Professor Schedules 15 Minutes of Uncomfortable Silence Before Class Every Day
The start of the new semester is a time when students pretend to care about learning for all of syllabus week before never showing up to a class their parents paid $700 for again. It's the perfect opportunity to show up to class early, sit up front and answer every question to let their professor know they are indeed That Bitch™. But for those enrolled in Professor Jim Farzer's Public Speaking course, the ultimate test of resolve comes with the awkward, coughing and sneezing filled silence before class starts every Tuesday and Thursday.
"Scheduling fifteen mandatory minutes of silence prior to the start of class builds character. It's a time for everyone to stare into space and think about every embarrassing thing that's ever happened to them," said Professor Farzer as he went over the "my kink for making students uncomfortable" section on his syllabus. "Uncomfortable silence really gets the self-reflective juices flowing. It also helps get discussion flowing later on, as students are more willing to talk about literally anything rather than go through another painful second of silence."

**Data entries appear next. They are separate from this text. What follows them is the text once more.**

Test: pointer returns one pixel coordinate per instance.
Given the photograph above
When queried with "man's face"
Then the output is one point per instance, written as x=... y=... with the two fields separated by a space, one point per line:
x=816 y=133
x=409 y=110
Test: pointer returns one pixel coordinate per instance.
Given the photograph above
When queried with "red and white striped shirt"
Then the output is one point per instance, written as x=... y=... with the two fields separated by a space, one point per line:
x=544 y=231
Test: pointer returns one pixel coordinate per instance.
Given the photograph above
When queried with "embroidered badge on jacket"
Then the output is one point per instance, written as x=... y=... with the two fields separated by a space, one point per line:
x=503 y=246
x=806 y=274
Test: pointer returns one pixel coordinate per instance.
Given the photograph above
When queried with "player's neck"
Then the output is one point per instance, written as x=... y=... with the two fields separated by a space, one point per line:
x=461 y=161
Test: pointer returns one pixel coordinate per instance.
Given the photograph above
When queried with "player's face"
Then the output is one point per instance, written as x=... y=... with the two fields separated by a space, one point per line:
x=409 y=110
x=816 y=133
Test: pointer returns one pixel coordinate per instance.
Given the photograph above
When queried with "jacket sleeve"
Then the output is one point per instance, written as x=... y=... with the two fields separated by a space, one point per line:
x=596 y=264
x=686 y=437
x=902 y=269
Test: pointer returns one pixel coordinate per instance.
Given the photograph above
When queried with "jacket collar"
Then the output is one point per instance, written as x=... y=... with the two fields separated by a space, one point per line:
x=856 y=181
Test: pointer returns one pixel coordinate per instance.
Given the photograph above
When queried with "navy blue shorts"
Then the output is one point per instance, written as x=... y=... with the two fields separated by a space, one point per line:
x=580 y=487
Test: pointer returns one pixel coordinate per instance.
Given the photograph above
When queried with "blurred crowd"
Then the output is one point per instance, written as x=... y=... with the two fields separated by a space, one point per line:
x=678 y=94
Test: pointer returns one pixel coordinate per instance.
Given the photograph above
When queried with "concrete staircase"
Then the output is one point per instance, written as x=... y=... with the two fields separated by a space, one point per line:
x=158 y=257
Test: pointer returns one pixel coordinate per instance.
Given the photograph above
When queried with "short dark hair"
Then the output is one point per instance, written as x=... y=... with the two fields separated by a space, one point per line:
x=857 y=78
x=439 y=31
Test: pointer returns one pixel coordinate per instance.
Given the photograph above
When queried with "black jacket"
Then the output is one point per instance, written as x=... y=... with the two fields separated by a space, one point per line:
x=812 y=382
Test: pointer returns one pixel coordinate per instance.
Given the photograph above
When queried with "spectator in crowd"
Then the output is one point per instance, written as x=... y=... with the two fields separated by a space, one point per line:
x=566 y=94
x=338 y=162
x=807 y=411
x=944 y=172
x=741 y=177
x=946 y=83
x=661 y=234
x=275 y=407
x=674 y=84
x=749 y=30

"I just… really love opening the same three apps over and over again until Professor Farzer says otherwise. I scroll through at least three miles of tweets alone before his class," confessed senior Aileen Rodriguez, who waited until her final semester of college to finish her remaining gen-eds. "Sometimes he randomly calls for 'silence breaks' in the middle of class and we all sit there thinking about calling our moms and meal prepping in our heads. I heard he does it with his online classes too. He just leaves fifteen minutes of him staring into his webcam at the beginning of each uploaded lecture video. They have to watch it or else they don't get an attendance point."
For the remainder of the school year, students can expect to sit in painstaking silence as Farzer looks at each one of them in the eyes individually, before using up the last three minutes of silence struggling with the projector. Despite negative evaluations on behalf of former students, Farzer refuses to change his methods because it makes him feel all powerful.